Understanding AWS Lambda Concurrency

2 min read3 days ago

Concurrency is the number of in-flight requests that your AWS Lambda function is handling at the same time.

What is AWS Lambda Concurrency?

Concurrency in AWS Lambda means how many instances of your function can run at the same time. For each concurrent request, Lambda provisions a separate instance of your execution environment. As your functions receive more requests, Lambda automatically handles scaling the number of execution environments until you reach your account’s concurrency limit.

By default, Lambda provides your account with a total concurrency limit of 1,000 concurrent executions across all functions in an AWS Region.

Types of Concurrency:

Reserved Concurrency:

Sets a limit on how many times a specific function can run at once.
Ensures your critical functions always have capacity.

2. Provisioned Concurrency:

Keeps a certain number of function instances ready to handle requests instantly.
Reduces start-up time (cold starts) for your function.

Why it Matters:

Reserved Concurrency: Prevents other functions from using up all the available instances.
Provisioned Concurrency: Improves response times for important functions.
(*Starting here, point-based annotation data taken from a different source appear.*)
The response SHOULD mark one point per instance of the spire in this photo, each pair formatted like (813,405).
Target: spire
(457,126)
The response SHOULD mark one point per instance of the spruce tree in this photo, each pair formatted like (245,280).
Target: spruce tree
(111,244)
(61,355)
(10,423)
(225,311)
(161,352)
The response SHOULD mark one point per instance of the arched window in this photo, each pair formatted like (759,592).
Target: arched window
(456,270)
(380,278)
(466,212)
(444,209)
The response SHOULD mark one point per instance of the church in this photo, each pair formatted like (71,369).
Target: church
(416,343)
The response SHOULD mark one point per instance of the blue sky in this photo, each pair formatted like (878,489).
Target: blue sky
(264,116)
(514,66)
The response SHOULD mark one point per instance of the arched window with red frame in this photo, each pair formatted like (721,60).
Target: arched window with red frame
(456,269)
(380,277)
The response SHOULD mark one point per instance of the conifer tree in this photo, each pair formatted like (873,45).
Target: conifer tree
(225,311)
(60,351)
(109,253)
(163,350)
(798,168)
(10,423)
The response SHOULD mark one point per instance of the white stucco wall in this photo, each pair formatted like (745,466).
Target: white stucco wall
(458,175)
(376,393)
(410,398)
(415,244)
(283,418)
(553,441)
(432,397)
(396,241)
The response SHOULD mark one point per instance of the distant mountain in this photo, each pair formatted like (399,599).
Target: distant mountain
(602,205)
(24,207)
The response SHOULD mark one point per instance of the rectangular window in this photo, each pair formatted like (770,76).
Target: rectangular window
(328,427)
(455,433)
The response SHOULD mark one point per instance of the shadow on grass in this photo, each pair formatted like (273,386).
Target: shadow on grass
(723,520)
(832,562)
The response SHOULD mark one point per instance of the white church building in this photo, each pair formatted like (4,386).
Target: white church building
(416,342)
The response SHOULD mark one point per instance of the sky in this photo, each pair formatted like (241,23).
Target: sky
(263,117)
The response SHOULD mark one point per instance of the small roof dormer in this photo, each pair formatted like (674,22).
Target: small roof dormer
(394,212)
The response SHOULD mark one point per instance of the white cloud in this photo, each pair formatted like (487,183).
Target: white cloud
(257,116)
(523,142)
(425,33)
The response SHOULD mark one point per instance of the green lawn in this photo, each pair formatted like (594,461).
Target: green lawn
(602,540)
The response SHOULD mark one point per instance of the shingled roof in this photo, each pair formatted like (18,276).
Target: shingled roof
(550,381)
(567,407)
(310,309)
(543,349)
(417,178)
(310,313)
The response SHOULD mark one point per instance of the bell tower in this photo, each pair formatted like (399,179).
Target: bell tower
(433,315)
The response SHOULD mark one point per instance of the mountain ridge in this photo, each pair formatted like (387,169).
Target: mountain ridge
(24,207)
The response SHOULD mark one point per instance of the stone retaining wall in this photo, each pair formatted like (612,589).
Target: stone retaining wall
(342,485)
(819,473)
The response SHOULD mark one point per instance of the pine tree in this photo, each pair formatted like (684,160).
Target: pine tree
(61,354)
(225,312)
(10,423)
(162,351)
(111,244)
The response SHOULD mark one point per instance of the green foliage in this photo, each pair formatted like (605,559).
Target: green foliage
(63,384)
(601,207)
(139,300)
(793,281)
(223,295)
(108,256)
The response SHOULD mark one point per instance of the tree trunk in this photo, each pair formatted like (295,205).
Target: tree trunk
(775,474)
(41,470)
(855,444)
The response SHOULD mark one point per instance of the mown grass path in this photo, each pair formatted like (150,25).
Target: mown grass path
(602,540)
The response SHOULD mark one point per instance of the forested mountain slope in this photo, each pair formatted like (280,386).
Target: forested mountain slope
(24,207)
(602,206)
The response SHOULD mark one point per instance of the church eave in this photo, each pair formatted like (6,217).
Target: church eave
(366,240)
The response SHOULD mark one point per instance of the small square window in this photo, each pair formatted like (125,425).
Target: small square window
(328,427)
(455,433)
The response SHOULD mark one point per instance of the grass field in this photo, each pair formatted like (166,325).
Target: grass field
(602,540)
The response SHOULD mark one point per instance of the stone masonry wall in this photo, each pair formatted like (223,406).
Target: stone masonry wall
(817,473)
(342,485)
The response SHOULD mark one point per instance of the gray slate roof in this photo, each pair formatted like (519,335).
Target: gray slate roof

To check your current account level concurrency quota, use the AWS Command Line Interface (AWS CLI) to run the following command:

aws lambda get-account-settings

{
    "AccountLimit": {
        "TotalCodeSize": 80530636800,
        "CodeSizeUnzipped": 262144000,
        "CodeSizeZipped": 52428800,
        "ConcurrentExecutions": 1000,
        "UnreservedConcurrentExecutions": 900
    },
    "AccountUsage": {
        "TotalCodeSize": 410759889,
        "FunctionCount": 8
    }
}

ConcurrentExecutions is your total account-level concurrency quota. UnreservedConcurrentExecutions is the amount of reserved concurrency that you can still allocate to your functions.

How can you configure it?

Go to your function in the AWS Console.
Under “Configuration,” find “Concurrency.”
Set your desired limits for reserved or provisioned concurrency.

Limits:

AWS limits the total number of concurrent executions per account, which can be increased if needed.
If your function hits its limit, extra requests will wait or be rejected (throttled).

Tips:

Monitor Usage: Use AWS CloudWatch to keep an eye on how many instances your functions use.
Optimize Functions: Make your functions run faster to avoid hitting limits.
Handle Throttling: Set up a queue or retry mechanism for requests that get throttled.

Handling Throttling

When a Lambda function exceeds its concurrency limit, additional invocation requests are throttled. The throttled requests can either be retried or handled via a dead-letter queue (DLQ) or an Amazon SQS queue.

Best Practices:

Monitor Concurrency: Use AWS CloudWatch to monitor Lambda function concurrency and adjust settings as needed.
Optimize Code: Reduce execution time to minimize the chance of hitting concurrency limits.
Use DLQs: Implement dead-letter queues to handle throttled requests gracefully.
Leverage Provisioned Concurrency: For critical, latency-sensitive functions, use provisioned concurrency to reduce cold starts.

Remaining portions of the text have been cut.